As the title suggests, this movement features a delicate opening, beautiful melodic writing and descending harmonic extensions. The clear piano recording is almost too close here – a little distance would enhance the feel, in my view. However, the Chopinesque middle section is a welcome exploration of transient modulations and a different feel before returning to the opening ideas. From bar 73, the dramatic re-interpretation in F minor is followed by muted upper tones (perhaps this piano’s only weakness if not on purpose) with musical box memories and a return to the main theme. The Chopinesque chordal ending is not in parody but works very well to conclude this movement.
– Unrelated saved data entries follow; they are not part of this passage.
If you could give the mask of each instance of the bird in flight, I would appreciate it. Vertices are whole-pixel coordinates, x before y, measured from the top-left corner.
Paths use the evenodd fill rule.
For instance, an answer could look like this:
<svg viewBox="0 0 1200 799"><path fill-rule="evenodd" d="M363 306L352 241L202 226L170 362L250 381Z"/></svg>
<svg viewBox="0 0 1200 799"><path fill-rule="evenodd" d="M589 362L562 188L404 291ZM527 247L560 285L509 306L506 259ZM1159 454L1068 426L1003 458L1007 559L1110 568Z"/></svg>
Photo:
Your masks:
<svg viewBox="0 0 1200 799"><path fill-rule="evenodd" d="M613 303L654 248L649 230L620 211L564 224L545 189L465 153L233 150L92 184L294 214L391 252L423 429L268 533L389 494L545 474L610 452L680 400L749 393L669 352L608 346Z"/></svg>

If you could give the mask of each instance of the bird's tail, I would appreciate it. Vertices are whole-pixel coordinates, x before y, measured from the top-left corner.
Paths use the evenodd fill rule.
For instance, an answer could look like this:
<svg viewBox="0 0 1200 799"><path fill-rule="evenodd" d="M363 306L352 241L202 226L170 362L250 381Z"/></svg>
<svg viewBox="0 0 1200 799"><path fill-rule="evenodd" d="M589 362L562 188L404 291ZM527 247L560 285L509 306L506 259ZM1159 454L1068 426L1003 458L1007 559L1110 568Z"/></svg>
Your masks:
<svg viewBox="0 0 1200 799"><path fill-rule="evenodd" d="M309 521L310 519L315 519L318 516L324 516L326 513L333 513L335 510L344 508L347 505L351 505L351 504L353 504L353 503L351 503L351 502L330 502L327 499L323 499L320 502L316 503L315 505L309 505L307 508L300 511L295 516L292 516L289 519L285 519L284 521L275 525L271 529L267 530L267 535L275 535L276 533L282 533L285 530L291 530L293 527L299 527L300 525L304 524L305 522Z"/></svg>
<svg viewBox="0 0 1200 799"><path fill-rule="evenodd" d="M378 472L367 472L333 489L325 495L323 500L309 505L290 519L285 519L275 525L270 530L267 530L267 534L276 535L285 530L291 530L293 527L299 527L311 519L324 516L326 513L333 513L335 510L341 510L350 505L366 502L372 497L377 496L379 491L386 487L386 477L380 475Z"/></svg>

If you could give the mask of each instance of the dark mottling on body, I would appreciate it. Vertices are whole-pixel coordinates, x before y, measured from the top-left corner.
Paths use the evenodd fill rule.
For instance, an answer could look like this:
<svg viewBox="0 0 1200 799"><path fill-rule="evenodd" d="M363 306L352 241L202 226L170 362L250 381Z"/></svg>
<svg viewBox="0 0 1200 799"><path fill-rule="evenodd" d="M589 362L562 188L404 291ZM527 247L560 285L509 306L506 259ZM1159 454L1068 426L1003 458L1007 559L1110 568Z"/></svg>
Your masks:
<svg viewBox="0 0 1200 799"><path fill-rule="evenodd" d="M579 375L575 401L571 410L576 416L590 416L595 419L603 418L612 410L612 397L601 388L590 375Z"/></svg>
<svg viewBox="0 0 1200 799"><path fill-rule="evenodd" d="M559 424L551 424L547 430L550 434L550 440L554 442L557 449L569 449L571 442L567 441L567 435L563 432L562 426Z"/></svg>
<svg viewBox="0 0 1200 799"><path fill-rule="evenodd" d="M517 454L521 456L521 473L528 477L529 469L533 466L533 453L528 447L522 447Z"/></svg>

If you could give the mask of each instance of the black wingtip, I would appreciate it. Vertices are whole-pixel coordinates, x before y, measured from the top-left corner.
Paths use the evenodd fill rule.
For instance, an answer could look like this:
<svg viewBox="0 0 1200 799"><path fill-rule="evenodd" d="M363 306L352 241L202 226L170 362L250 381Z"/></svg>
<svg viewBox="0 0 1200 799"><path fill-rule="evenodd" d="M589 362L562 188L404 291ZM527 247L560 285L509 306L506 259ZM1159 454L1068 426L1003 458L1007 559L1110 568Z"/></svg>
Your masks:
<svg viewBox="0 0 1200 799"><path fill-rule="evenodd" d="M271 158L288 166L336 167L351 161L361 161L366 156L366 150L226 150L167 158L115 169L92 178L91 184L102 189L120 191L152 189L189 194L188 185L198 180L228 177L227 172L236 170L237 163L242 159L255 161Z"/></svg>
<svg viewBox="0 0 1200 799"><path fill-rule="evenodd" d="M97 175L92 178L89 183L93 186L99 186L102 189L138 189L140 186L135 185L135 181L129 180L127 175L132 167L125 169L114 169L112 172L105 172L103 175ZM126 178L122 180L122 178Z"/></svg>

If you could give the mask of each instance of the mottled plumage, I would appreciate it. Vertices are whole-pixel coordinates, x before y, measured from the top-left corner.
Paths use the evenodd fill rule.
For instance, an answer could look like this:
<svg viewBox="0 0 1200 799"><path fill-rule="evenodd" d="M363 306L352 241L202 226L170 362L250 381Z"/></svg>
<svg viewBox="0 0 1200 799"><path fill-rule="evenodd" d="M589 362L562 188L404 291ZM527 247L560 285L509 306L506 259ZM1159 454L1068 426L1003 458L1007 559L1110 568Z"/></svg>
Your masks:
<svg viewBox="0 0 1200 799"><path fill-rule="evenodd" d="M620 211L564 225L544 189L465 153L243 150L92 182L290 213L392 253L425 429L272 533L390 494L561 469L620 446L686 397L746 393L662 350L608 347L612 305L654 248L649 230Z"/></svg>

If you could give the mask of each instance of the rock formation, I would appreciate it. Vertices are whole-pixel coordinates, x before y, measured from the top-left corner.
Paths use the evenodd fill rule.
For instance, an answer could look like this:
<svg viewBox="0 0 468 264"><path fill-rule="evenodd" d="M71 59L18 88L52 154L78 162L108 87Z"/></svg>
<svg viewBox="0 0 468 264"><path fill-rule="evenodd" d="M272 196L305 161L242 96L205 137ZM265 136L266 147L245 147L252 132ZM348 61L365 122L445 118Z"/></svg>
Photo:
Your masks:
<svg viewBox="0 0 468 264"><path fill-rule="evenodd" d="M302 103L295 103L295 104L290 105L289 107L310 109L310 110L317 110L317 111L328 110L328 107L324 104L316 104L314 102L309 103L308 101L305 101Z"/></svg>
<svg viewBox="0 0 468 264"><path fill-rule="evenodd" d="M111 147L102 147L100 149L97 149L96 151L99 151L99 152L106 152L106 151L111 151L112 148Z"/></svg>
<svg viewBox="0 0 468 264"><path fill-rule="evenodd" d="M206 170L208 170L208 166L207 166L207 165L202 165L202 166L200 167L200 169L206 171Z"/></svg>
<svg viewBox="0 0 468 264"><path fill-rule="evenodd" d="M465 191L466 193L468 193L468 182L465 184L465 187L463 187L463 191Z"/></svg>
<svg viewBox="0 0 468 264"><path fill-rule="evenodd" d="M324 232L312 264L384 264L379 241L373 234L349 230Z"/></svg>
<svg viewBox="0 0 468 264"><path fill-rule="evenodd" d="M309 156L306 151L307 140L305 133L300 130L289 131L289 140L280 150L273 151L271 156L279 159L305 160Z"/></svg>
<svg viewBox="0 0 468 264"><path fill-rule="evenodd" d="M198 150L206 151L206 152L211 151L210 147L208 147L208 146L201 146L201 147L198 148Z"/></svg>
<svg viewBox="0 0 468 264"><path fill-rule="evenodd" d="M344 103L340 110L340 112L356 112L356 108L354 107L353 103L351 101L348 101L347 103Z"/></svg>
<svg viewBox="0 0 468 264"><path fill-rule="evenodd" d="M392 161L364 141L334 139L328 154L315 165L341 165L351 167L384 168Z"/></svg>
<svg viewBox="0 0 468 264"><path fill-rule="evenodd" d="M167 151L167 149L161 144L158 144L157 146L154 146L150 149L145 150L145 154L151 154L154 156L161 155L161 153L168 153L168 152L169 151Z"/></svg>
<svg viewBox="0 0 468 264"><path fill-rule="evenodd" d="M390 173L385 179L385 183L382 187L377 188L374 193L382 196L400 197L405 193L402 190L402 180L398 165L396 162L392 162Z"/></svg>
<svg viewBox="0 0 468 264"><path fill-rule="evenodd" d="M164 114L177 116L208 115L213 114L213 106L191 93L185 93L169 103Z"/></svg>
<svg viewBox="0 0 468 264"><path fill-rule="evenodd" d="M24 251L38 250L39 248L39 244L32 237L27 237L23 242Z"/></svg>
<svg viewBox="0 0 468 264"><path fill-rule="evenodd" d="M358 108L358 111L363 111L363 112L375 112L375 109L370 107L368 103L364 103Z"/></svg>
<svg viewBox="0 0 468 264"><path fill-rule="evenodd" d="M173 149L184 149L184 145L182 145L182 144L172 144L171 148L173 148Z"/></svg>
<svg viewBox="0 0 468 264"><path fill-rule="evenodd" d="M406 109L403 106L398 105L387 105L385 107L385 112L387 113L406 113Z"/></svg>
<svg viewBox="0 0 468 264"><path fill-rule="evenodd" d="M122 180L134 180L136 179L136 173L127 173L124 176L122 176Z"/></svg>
Gypsy dances and tarantellas abound with this romp through E minor with some developing themes. A lighter LH piano would perhaps give a bit more bounce but it adds more depth towards the end which should get you dancing.
Adagio II *****
Originally written as a choral tribute to his unborn child, this beautifully dissonant, lyrical and emotional movement uses traditional techniques of cascading motifs, Tristan-like harmonies and an unfolding texture but overall its beauty is forefront for the listener. Another firm favourite.
Means of Escape *****
One of two pieces originally written as dance tracks, this return to D minor starts with a solo violin and atmospheric birdsong and a contemporary piano accompaniment. Suspensions decorate the lush harmonies and not over-complicated middle section. Cascading piano figures, pleasing melodies and a good sense of shape and direction make this a firm favourite and easily listen-able.
Chasing Time ****
The finale to the main album features a ticking piano opening with lush watercolour harmonies in the strings. A little Oldfield-like decoration in the piano leads to a lyrical middle section and great build up with some staccato cello and LH powerchords – heading towards a final positive resolution. Originally a dance track, this has echoes of Coldplay and The Piano Guys but it holds its own and is a fitting title track in its newer classical form.
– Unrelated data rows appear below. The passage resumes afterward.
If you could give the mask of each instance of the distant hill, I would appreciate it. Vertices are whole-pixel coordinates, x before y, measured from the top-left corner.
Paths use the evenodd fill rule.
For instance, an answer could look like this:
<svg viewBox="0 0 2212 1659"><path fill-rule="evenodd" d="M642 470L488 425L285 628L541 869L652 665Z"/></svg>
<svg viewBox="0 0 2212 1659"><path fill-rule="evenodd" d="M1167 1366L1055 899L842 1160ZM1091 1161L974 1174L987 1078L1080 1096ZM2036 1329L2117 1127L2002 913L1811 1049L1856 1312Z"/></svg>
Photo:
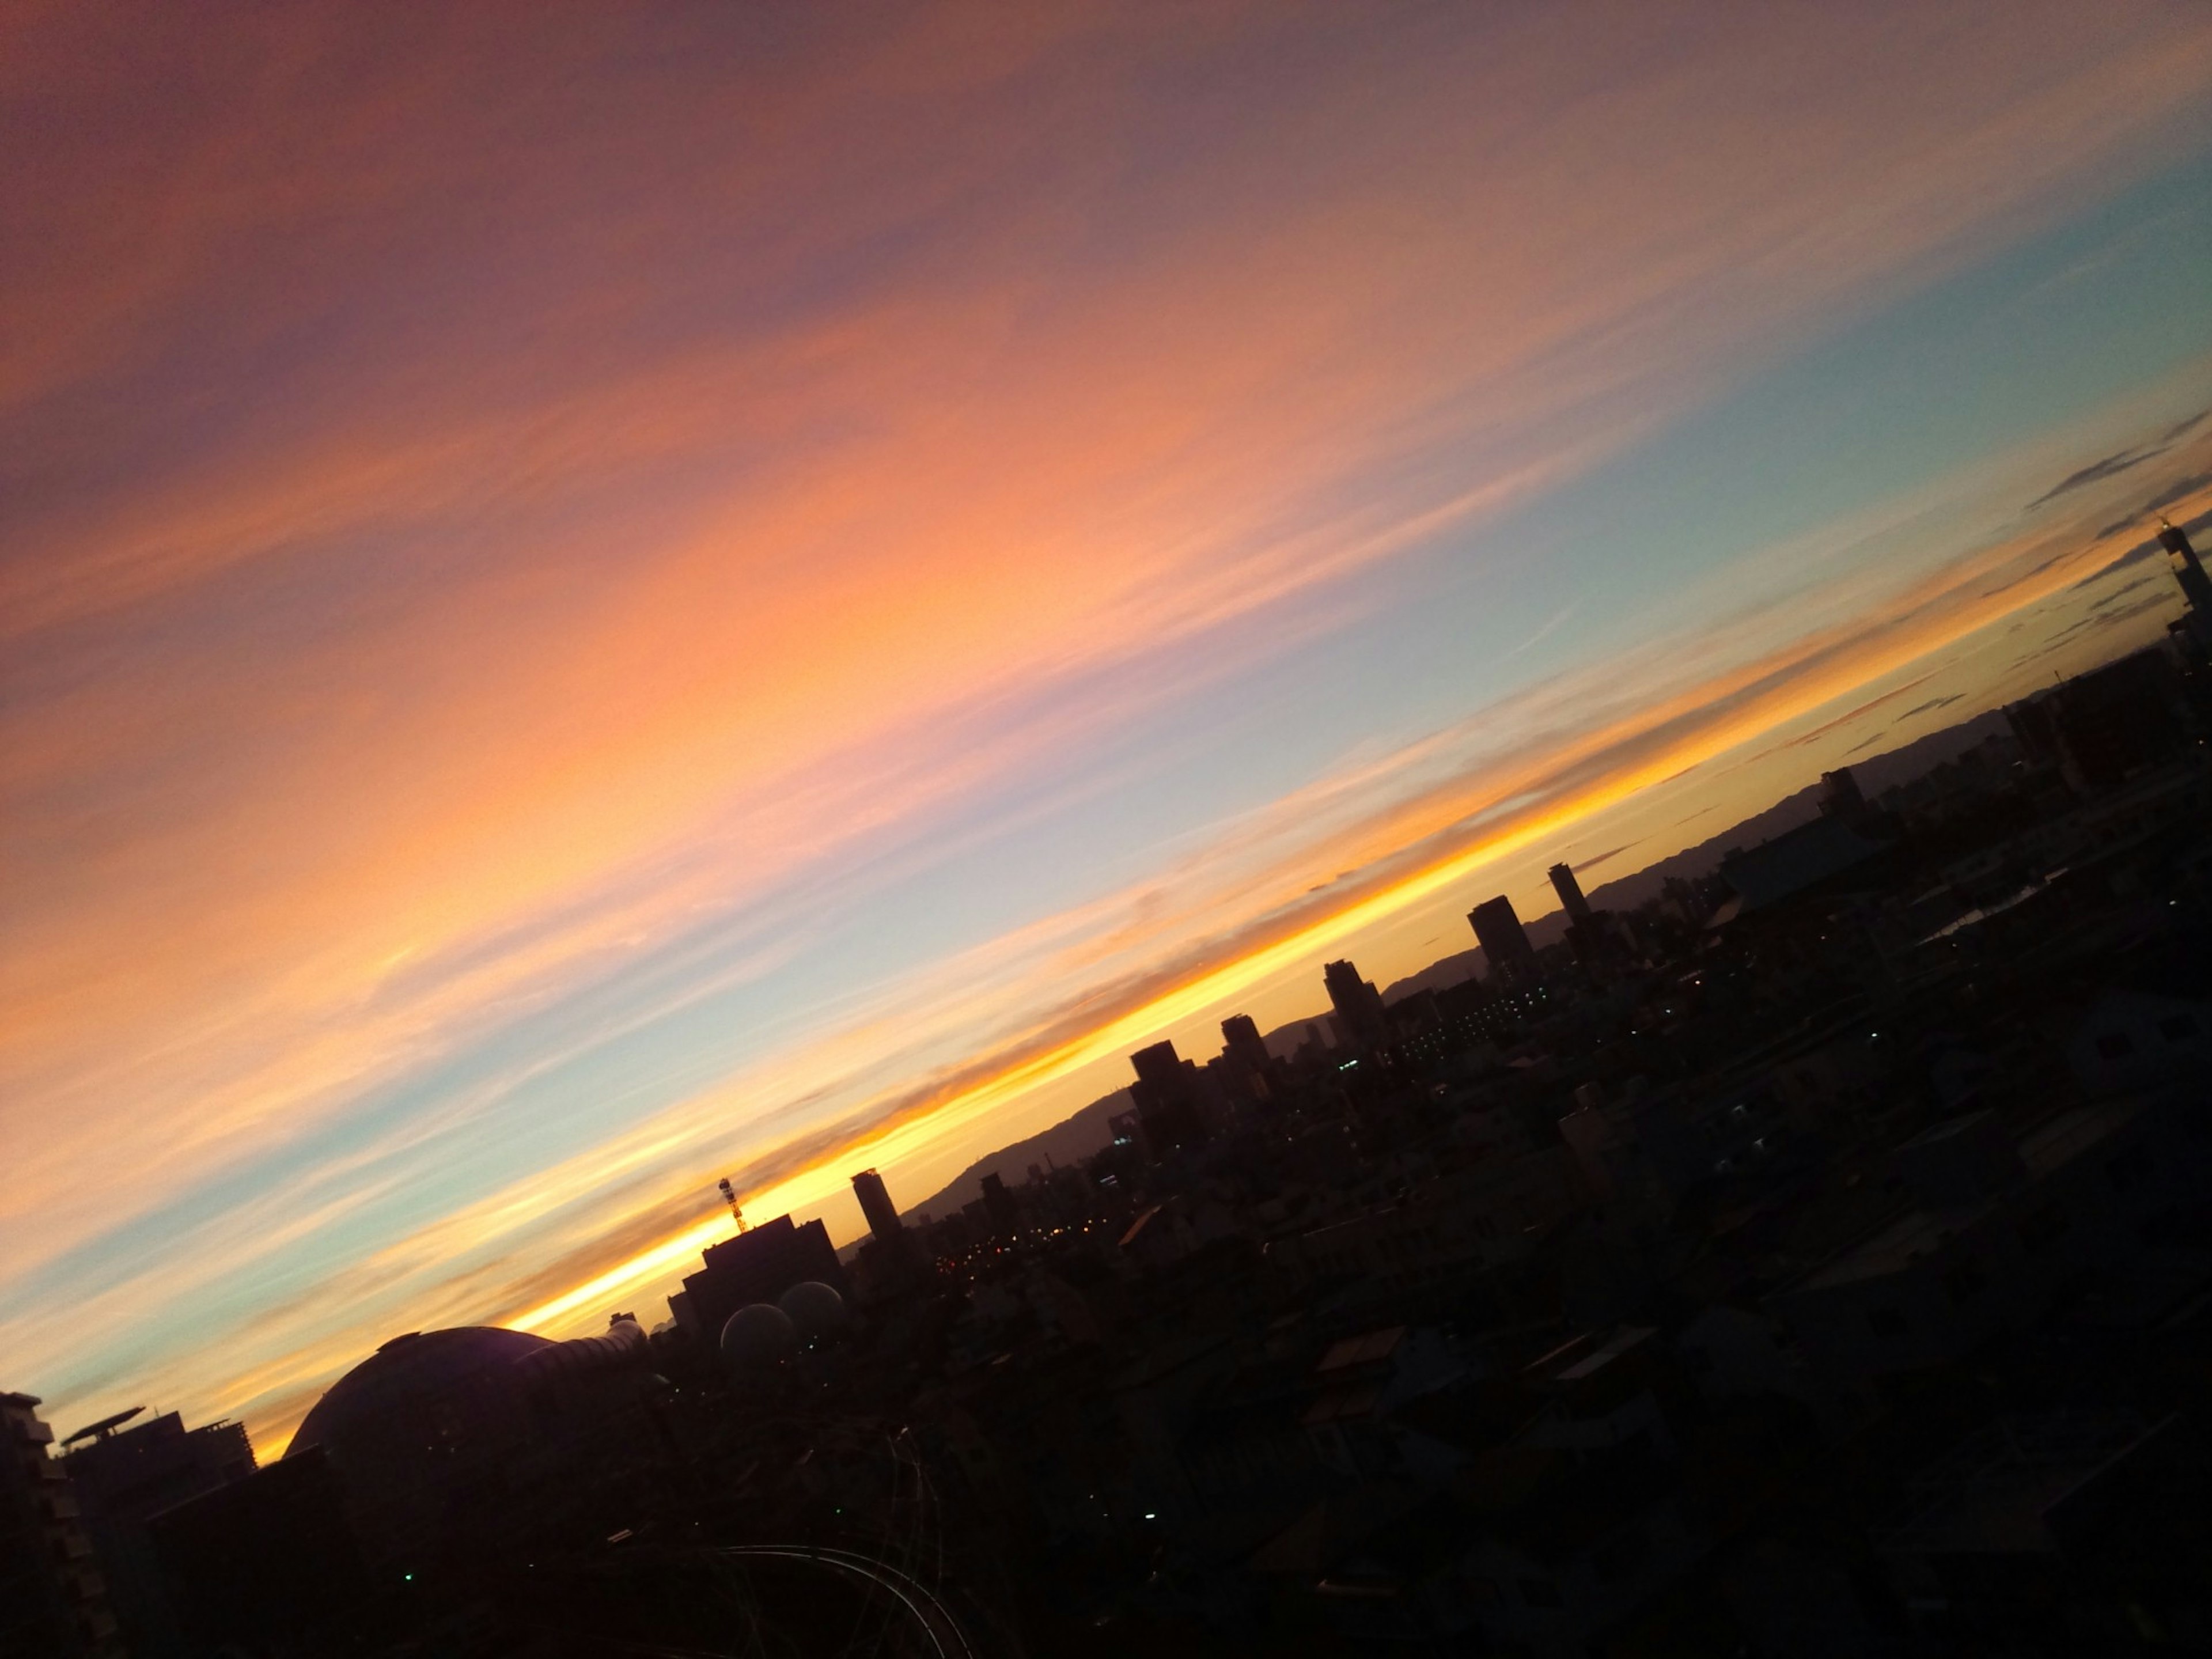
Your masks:
<svg viewBox="0 0 2212 1659"><path fill-rule="evenodd" d="M1887 754L1876 755L1870 760L1853 761L1851 775L1858 781L1860 793L1869 800L1886 789L1894 789L1900 783L1910 783L1923 773L1931 772L1945 761L1964 754L1984 738L1994 737L2009 728L2002 712L1992 709L1970 720L1946 726L1941 732L1930 732L1926 737L1906 744L1902 749L1893 749ZM1589 890L1589 902L1601 910L1632 910L1646 900L1656 898L1669 877L1680 876L1694 881L1711 875L1720 868L1720 863L1729 851L1739 847L1756 847L1763 841L1771 841L1784 830L1810 822L1820 814L1820 786L1808 785L1794 795L1785 796L1763 812L1755 812L1740 823L1731 824L1717 836L1699 842L1695 847L1683 848L1672 858L1662 859L1648 869L1638 870L1632 876L1619 881L1609 881L1602 887ZM1538 950L1566 936L1566 913L1553 910L1525 924L1528 942ZM1455 951L1450 956L1439 957L1417 974L1409 974L1384 991L1386 1002L1397 1002L1422 991L1442 990L1448 985L1457 985L1473 979L1482 966L1480 950ZM1326 1009L1310 1014L1304 1019L1279 1025L1264 1039L1267 1052L1287 1059L1305 1041L1309 1023L1319 1023L1324 1037L1328 1035ZM941 1190L931 1194L919 1204L903 1206L903 1212L927 1210L933 1216L942 1216L973 1202L983 1194L983 1177L996 1170L1009 1186L1019 1186L1029 1179L1032 1164L1042 1164L1048 1154L1055 1164L1073 1164L1091 1156L1113 1139L1106 1127L1107 1119L1129 1109L1129 1091L1116 1089L1102 1100L1094 1100L1081 1111L1062 1119L1049 1129L1031 1135L1027 1140L1018 1140L1011 1146L1001 1146L997 1152L977 1158Z"/></svg>
<svg viewBox="0 0 2212 1659"><path fill-rule="evenodd" d="M1450 985L1464 984L1482 972L1482 947L1455 951L1450 956L1438 957L1418 974L1408 974L1395 984L1383 988L1382 1000L1402 1002L1407 997L1419 996L1424 991L1441 991Z"/></svg>
<svg viewBox="0 0 2212 1659"><path fill-rule="evenodd" d="M916 1210L927 1210L933 1217L949 1215L982 1197L987 1175L995 1172L1009 1187L1018 1187L1030 1178L1030 1165L1042 1164L1048 1158L1054 1164L1079 1164L1114 1139L1106 1121L1128 1109L1129 1091L1116 1089L1027 1140L986 1152L920 1203L902 1204L899 1212L912 1215Z"/></svg>
<svg viewBox="0 0 2212 1659"><path fill-rule="evenodd" d="M1910 783L1923 774L1934 771L1945 761L1963 755L1984 740L1996 737L2011 728L2005 724L2004 714L1992 708L1972 720L1961 720L1956 726L1947 726L1941 732L1930 732L1926 737L1906 744L1902 749L1893 749L1887 754L1869 760L1853 761L1851 776L1858 781L1859 793L1869 800L1886 789L1894 789L1900 783ZM1662 859L1647 869L1632 876L1610 881L1602 887L1592 888L1589 902L1601 910L1633 910L1645 901L1659 896L1660 890L1668 878L1679 876L1694 881L1709 876L1720 868L1721 860L1739 847L1756 847L1763 841L1771 841L1784 830L1795 830L1820 816L1820 788L1809 784L1794 795L1785 795L1764 812L1754 812L1741 823L1735 823L1717 836L1699 842L1695 847L1684 848L1672 858ZM1550 938L1539 939L1538 927L1550 924ZM1566 932L1566 917L1554 911L1528 928L1530 939L1541 949L1552 938Z"/></svg>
Kickstarter sponsors of the album received a bonus album of demos (including the originals of the final two tracks in their club/dance forms from early tapes) but it also featured Lamentation, surprisingly (for its musical quality and depth) Ryan’s first composition for full orchestra. Performed by the BBC National Orchestra of Wales, this is an intense exploration of rich melodic writing, intense orchestration, independent string lines (with melodic celli!) and supportive brass and wind lines. Dramatic and powerful with a shimmering second half, the ending is poignant with its melancholy string solos, ominous percussion and dark pedal notes. I look forward to hearing more from Ryan – especially full orchestra if possible.